Griff in die Taschen der Bürger

Missverständnis Nummer 1 in Kamiethens Gedankenwelt: Wer sparen will, tut das nicht, indem er reflexartig die Steuern erhöht. Das kann die SPD gut, und jetzt reiht sich auch die Siegener CDU in die Reihe der Taschengreifer ein. Sparen heißt aber: Weniger ausgeben, Herr Kamieth. Das lernt man nach dem ersten Monat in der eigenen Wohnung, wenn das Haushaltsgeld nicht gereicht hat.
Missverständnis Nummer 2: Wer sparen will, macht Sparvorschläge. Zum Beispiel, dass man die Fachbereichsleiter in der Siegener Stadtverwaltung abschaffen will. Die FDP wollte das. Das Ergebnis wäre, dass die Stadtverwaltung eine Hierarchieebene und einen erheblichen Kostenblock weniger hätte. Die CDU wollte das nicht. Die Verwaltung will auch am Personal sparen – sie sagt aber nicht wie. Wir haben den Verdacht, dass das mit dem Sparen eher ein Spruch für die Galerie war.

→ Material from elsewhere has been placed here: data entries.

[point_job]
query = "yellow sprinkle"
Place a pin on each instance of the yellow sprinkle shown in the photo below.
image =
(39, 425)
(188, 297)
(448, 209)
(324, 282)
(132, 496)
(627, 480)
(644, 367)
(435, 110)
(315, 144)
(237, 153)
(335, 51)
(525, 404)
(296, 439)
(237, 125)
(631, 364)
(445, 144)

Missverständnis 3: Gerade die FDP will sparen. Unsere Vorschläge hat die CDU aber geflissentlich ignoriert. Um sie vielleicht irgendwann (als eigene Idee) wieder aufs Tapet zu bringen.
Doch auch Stefan Kesting, nach wenigen Monaten im Amt bereits scheidender CDU-Fraktionsvorsitzender der CDU, hat bei seiner Kritik aus Versehen nicht zum Laserschwert, sondern zum Taschenlämpchen gegriffen. Wahr ist: Dass die FDP gegen den Gewerbegebietsstandort Oberschelden-Seelbach ist, darf als bekannt unterstellt werden. Dass es Nachfrage nach Gewerbegebieten gibt, ist ebenso klar. Sonst hätte nicht die FDP 1999 beim CDU-Bürgermeister Stötzel auf die Realisierung des Gewerbegebietes Martinshardt/Leimbachtal gedrängt, als hier noch Skepsis herrschte. Die Siegener FDP will aber nicht mehr und nicht weniger, als dass die Interessen der Wirtschaft und die der Bürger in Ausgleich gebracht werden – und das ist hier noch lange nicht geschehen. Wenn Oberschelden, Niederschelden, Gosenbach, Heisberg und Niederndorf durch den gewerbegebietsbedingten Schwerlastverkehr erheblich belastet werden, dann darf man, dann muss man als Kommunalpolitiker ins Grübeln geraten. Wenn die CDU gedankenlos über die Sorgen der Bürger hinweggeht, dann muss sie eben dafür geradestehen.